LITTLE ROCK, Ark. (AP) — Now that federal agents have seized a sedative used in executions in Arkansas, defense lawyers said Friday the focus of their fight to prevent prisoners from being put to death will center on a law that allows the state prisons director to pick the drugs used in lethal injections.
Arkansas has not executed a prisoner since 2005, and a pending lawsuit that challenges the Department of Correction Director Ray Hobbs' power to choose which drugs go into the three-drug mixture that's used to execute inmates is holding up any execution dates from being set.
Attorney Jeff Rosenzweig, who represents Jack Harold Jones, the lead plaintiff among death row inmates mounting the challenge, said the law "is an invitation to cruel and usual punishment by using improper drugs."

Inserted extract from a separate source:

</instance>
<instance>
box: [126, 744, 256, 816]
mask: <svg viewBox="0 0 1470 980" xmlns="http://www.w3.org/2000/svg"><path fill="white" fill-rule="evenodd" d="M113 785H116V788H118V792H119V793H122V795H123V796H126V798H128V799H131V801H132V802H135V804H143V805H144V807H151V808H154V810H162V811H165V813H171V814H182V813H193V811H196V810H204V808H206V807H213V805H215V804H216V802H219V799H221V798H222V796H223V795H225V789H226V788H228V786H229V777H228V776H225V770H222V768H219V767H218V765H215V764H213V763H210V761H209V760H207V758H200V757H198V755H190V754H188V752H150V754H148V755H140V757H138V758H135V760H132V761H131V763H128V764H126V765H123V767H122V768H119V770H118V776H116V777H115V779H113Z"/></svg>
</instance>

Rosenzweig said the Legislature gave the department director an improper level of power by giving him the authority to pick the drugs. The Legislature in 2009 shifted authority to develop the lethal drug mixture to the Correction Department director.
Arkansas became the latest among several states to have its store of the sedative sodium thiopental seized by the U.S. Drug Enforcement Administration. The Correction Department has acknowledged that it acquired its supply from a British company, Dream Pharma.
Supply of the drug came up short after a domestic drug maker stopped producing it.
Arkansas has no pending executions, so the Correction Department has time to either find a new supply of sodium thiopental or come up with a different sedative, department spokeswoman Dina Tyler said.
Tyler said it is appropriate for the department to develop the execution protocols.
"The department is responsible for carrying out the jury sentence of death and therefore it's the department who is experienced in executions and keeps up with executions in what is happening across the country," Tyler said, adding that legislators don't have the same level of involvement or expertise.
"Who better to choose than the person ultimately for carrying out" the executions, Tyler said. Executions have been the responsibility of the state since 1913.
Attorney John Wesley Hall, who has defended a number of capital cases, said he's convinced the lethal injection procedure is subjecting inmates to severe pain.
"When your face turns gray almost instantly, there's got to be something wrong," Hall said, citing what he witnessed when two of his clients died by lethal injection.
Hall complained that the state won't allow condemned inmates to be monitored for signs that they're in pain.
"We don't know if people just quietly go to sleep. For all we know, their brain is screaming in pain," Hall said. "If we choose to kill as a choice of punishment, we have to do it in a humane way."
The state attorney general's office has defended the department's ability to execute inmates. In a May 4 filing in Jones' lawsuit, the office cited an 8th U.S. Circuit Court of Appeals opinion that found the department "protocol contains several safeguards to ensure that sodium (thiopental) is administered properly and that the prisoner has been rendered fully unconscious before" the other two drugs are injected.
Aaron Sadler, a spokesman for Attorney General Dustin McDaniel, said Friday that the agency supports the Correction Department and governor's office stances in favor of current protocol and deferred to the office's court filings.
Gov. Mike Beebe's office said Thursday it was "a prudent step" for the Correction Department to hand over its supply of sodium thiopental to the DEA since the source of the drug was called into question.
Rosenzweig said it could be a year before the Jones case has a final ruling. The next hearing is set for Aug. 15 in Pulaski County Circuit Court.
Tyler said the department will be ready with a drug combination, presuming new execution dates will be set.
"We've got some time. We know there are other states that are trying other methods. It could be that's the direction we need to go, or we could find (a new) source for the sodium thiopental," Tyler said. "But we don't have to be in a rush. You want it to be a thoughtful and deliberate process."